Review by Geoff Jenke
Buoyancy is a poignant and brutal drama about human trafficking in Thailand and it needs to be seen despite its dark bleak nature. It is based on a true survival story of one such slave.
We follow a young Cambodian boy, Chakra (Sarm Heng) who is not satisfied with his life on the family rice plot in Cambodia. His father has him working hard and tells him he will “find him a wife”, despite Chakra having eyes for a certain girl. He hears about working “across the border” in Thailand in factories, making good money, so heads off with other boys after “the good life”. However, he becomes captive on a fishing trawler and sees fellow slaves tortured and killed by the owner. Chakra soon realises the only way to freedom is to become as violent as his captors.
The movie is directed (and written) by Australian Rodd Rathjen and is a brutal telling of human slavery in current day Thailand. At anyone time there are up to 200,000 men held as slaves on these fishing vessels with no way out. It has also been estimated that Thailand reaps over $5 billion a year from fishing. The actors speak in their native Thai and Cambodian language (subtitled) but words are few during the movie, with the action of the actors speaking far louder than the words anyway. At times it feels like a reality documentary, one that could never be shown on TV.

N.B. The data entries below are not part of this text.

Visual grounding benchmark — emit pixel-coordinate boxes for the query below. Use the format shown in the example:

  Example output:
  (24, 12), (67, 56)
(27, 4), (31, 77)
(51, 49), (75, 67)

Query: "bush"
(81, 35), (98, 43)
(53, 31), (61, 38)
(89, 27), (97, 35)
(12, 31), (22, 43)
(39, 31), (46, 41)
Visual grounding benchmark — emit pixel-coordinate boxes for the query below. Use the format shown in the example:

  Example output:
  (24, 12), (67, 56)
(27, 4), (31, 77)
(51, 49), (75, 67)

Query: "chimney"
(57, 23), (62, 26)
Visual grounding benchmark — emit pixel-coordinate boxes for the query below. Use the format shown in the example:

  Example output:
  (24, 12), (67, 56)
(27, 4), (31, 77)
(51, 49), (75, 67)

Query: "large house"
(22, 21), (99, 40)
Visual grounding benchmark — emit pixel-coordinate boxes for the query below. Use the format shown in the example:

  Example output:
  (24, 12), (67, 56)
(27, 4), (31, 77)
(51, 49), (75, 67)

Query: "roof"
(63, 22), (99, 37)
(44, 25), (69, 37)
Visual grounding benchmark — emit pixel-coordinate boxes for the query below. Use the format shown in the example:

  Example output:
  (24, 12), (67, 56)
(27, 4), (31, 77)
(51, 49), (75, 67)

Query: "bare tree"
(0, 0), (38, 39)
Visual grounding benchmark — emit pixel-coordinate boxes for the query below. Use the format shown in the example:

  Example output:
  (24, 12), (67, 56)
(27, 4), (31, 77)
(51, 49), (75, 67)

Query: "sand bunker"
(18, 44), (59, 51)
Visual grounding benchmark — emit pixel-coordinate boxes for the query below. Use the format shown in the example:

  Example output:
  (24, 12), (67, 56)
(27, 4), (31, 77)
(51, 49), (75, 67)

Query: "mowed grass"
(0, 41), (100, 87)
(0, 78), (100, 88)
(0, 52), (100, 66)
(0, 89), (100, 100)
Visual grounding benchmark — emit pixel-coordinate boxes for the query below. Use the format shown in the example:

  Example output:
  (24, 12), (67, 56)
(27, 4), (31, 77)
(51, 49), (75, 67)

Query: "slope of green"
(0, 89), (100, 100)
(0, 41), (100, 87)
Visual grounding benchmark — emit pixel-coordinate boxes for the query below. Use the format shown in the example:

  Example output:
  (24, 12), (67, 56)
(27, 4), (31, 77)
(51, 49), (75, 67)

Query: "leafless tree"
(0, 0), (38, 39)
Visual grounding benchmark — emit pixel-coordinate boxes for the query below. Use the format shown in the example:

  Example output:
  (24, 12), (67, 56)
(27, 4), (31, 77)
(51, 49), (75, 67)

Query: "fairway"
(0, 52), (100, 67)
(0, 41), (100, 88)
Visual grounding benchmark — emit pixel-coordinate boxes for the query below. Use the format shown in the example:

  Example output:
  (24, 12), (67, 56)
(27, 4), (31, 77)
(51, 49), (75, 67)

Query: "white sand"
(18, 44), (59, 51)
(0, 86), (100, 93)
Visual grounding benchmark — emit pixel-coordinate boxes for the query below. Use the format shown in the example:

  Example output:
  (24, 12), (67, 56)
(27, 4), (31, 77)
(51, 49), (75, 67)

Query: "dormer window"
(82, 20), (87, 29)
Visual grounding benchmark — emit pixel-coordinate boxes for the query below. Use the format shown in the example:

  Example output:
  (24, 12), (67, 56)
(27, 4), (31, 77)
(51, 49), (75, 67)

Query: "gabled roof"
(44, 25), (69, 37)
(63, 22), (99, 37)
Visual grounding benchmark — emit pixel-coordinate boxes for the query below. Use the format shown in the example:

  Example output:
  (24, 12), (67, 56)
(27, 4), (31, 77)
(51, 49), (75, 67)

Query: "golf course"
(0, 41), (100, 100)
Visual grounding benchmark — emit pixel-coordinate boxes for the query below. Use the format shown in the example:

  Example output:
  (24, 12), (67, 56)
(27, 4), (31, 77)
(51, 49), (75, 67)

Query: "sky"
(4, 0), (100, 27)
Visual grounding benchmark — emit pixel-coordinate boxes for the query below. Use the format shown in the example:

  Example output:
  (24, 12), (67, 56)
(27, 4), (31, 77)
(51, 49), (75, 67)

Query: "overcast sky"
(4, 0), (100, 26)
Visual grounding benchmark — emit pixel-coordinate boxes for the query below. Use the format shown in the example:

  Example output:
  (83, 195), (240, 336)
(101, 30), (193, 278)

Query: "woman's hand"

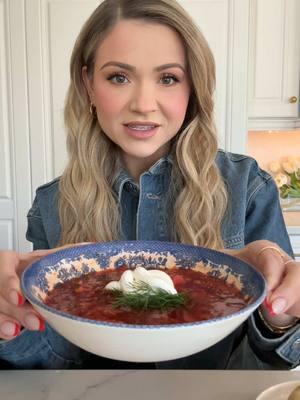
(0, 243), (87, 339)
(224, 240), (300, 326)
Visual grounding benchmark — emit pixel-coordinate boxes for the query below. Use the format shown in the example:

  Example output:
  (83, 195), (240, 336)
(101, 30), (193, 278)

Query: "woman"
(0, 0), (300, 369)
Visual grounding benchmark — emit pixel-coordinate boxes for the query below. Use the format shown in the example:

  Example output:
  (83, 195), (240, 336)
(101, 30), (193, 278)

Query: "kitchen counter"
(0, 370), (300, 400)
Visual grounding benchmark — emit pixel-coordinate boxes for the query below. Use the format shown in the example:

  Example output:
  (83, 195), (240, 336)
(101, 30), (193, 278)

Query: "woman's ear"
(81, 65), (94, 103)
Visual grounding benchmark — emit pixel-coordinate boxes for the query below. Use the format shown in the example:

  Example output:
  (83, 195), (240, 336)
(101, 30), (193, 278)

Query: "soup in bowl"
(21, 241), (266, 362)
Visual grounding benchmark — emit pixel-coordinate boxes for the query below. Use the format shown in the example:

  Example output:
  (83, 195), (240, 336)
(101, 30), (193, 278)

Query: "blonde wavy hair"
(59, 0), (227, 248)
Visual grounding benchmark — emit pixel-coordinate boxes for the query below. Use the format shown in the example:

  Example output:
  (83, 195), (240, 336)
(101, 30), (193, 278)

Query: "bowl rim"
(21, 240), (267, 330)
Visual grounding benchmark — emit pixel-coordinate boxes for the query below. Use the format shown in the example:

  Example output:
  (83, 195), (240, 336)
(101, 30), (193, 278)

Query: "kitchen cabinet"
(248, 0), (300, 129)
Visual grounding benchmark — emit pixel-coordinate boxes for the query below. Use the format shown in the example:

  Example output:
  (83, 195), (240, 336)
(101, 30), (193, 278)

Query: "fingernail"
(264, 298), (272, 311)
(18, 292), (25, 306)
(24, 314), (41, 331)
(271, 297), (287, 315)
(8, 290), (25, 306)
(1, 321), (21, 336)
(39, 318), (46, 332)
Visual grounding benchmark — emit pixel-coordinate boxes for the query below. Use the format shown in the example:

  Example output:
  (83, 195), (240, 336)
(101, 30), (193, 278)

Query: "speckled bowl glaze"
(21, 241), (266, 362)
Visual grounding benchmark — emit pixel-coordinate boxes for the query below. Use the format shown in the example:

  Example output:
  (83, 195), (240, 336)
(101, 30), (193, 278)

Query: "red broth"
(45, 267), (249, 325)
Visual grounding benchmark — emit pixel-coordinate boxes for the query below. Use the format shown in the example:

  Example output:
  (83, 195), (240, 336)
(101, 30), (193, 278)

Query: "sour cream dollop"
(105, 267), (177, 294)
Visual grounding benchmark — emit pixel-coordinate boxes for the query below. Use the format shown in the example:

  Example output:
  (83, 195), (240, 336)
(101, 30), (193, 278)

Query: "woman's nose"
(130, 84), (157, 114)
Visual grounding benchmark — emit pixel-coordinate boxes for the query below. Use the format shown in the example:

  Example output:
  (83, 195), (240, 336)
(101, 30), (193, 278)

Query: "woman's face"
(84, 20), (190, 175)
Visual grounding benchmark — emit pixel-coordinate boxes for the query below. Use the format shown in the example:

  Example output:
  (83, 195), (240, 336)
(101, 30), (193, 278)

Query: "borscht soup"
(44, 265), (251, 325)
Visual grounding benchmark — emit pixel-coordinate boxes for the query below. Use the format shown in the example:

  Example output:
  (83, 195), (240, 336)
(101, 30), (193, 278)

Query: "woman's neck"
(122, 144), (170, 183)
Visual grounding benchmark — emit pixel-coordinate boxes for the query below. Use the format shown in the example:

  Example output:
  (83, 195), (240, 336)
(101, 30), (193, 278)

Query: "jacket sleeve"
(26, 197), (50, 250)
(245, 176), (293, 256)
(245, 177), (300, 369)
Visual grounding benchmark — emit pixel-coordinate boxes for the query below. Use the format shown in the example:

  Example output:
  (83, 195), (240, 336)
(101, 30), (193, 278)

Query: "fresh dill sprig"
(113, 282), (187, 311)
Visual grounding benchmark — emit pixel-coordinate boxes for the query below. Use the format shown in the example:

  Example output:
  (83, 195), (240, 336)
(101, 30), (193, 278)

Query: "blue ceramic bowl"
(21, 241), (266, 362)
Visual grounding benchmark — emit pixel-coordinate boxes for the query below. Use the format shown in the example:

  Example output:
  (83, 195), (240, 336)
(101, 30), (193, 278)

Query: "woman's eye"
(160, 75), (179, 86)
(107, 74), (129, 85)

With Chakra in full survival mode, the captivity comes to a violent ending, but it is the actual ending of the movie that may move you even more. Is life in his home country of Cambodia much better than he had to endure on the boat?
Buoyancy is a compelling, uncompromising movie that has to be seen. Rathjen based it on stories of real-life survivors and boat workers, both Thai and Cambodian.
One of the best Australian movies in years.
BUOYANCY now showing at Palace Nova Cinema’s.